Bet Shalom was active in the development of Cranberry Ridge. “We participated by helping in finding a site in Plymouth, meeting with the Plymouth City Council members at the City Hall, coffee shops and at one of Beacon’s buildings for a tour,” Ziff said. They also reached out to surrounding congregations to join in advocating at City Council meetings.

When Bet Shalom started its journey with Beacon, most of the work was done through the Social Action Committee. While the team was very aware of Beacon, larger parts of the congregation were not. A Beacon Leadership Team was formed to connect the congregation’s mission and values to Beacon’s work of creating homes, sheltering families, and impacting housing policy. “We have had Kat (Vann) come to Bet Shalom and provide education around the need of affordable housing with our children and a session with adults,” Ziff said. “We gather needed household supplies for 66 West. Our leadership team is looking forward to seeing how we can integrate supporting Beacon into our rhythm of life at Bet Shalom.”

The most visible sign of this weaving came in late January when the congregation hosted the first congregation convening of 2019. On what was probably the coldest night in Minnesota in decades, hundreds of people converged on Bet Shalom to advocate for a Minnesota where everyone has adaquete shelter. With Governor Tim Walz and Lieutenant Governor Peggy Flanagan in attendance, the message was clear: our faith inspires us to create home. “Having the Convening at Bet Shalom helped spread the word to our congregation of our participation with Beacon. It also informed members who came out of curiosity and energized some of our members to express an interest in being a part of our leadership team,” Ziff noted.

Sukkot reminds Jews worldwide of the times in their lives when they didn’t have a permanent place to call home.

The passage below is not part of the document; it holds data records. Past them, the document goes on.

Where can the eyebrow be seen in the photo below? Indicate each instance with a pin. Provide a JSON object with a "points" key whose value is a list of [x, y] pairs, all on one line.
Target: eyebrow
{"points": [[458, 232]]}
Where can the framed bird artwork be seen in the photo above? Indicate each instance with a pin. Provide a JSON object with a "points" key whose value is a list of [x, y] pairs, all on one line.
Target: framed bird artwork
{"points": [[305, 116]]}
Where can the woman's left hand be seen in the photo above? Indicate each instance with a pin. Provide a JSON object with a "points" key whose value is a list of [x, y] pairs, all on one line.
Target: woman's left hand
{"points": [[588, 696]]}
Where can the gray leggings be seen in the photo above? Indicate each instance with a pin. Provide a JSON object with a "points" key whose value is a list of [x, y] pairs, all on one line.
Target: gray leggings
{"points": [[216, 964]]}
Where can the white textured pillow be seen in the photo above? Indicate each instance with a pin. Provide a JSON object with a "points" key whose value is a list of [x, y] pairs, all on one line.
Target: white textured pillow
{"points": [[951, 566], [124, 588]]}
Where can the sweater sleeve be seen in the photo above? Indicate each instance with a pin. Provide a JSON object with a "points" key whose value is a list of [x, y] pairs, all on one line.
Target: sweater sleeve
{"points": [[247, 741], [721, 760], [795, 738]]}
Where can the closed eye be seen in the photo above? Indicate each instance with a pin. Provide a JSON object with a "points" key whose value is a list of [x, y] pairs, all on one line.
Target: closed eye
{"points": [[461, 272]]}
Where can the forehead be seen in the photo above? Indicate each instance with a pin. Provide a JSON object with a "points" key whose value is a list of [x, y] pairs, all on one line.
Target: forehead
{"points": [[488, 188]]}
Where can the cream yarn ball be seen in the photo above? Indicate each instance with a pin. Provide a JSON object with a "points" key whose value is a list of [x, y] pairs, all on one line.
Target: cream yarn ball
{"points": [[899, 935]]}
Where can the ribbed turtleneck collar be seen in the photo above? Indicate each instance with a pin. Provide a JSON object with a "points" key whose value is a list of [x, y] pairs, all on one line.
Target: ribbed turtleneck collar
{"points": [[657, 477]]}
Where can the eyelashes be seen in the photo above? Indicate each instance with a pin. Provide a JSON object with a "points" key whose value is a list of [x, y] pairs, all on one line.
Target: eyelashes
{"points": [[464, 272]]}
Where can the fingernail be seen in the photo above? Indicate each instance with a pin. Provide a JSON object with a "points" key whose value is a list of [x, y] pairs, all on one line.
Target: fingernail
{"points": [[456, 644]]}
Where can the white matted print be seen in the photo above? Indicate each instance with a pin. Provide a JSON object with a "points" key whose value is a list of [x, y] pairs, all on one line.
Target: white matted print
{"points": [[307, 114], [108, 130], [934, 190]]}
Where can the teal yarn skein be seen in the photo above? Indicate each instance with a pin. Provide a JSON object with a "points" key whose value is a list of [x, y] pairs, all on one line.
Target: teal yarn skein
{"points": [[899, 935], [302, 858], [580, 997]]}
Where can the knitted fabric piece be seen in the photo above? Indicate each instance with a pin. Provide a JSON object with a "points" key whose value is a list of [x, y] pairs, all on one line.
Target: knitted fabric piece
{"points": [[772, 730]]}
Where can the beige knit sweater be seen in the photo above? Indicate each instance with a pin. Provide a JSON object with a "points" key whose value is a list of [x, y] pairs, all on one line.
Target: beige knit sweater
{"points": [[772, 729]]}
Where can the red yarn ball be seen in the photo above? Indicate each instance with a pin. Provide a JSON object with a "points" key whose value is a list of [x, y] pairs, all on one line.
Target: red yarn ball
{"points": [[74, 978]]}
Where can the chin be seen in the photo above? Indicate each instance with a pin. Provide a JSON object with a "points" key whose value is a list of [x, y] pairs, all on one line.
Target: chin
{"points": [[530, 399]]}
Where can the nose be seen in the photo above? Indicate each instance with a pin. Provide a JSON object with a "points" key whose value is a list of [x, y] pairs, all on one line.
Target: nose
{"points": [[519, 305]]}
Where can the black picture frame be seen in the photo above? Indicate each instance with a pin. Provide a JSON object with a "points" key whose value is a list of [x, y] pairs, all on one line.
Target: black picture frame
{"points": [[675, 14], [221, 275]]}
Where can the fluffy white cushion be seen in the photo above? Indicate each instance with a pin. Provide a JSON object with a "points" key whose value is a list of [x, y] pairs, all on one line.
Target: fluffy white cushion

That memory forces people to look around for the many people who don’t have home.

Last fall, Kat Vann joined the congregation in commemorating Sukkot, and in the eyes of Rabbi Crimmings and Steve Ziff it helped put this religious celebration in stark relief. “This holiday inspires us to engage in the important work of pursuing affordable housing for all people who live among us,” Rabbi Crimmings explained. “We were so blessed to have Kat present at Bet Shalom to celebrate Sukkot with us this year and help make this connection between the holiday and the work our congregation is doing with Beacon.”

 

Dennis Sanders
Dennis Sanders is the Content Specialist for Beacon.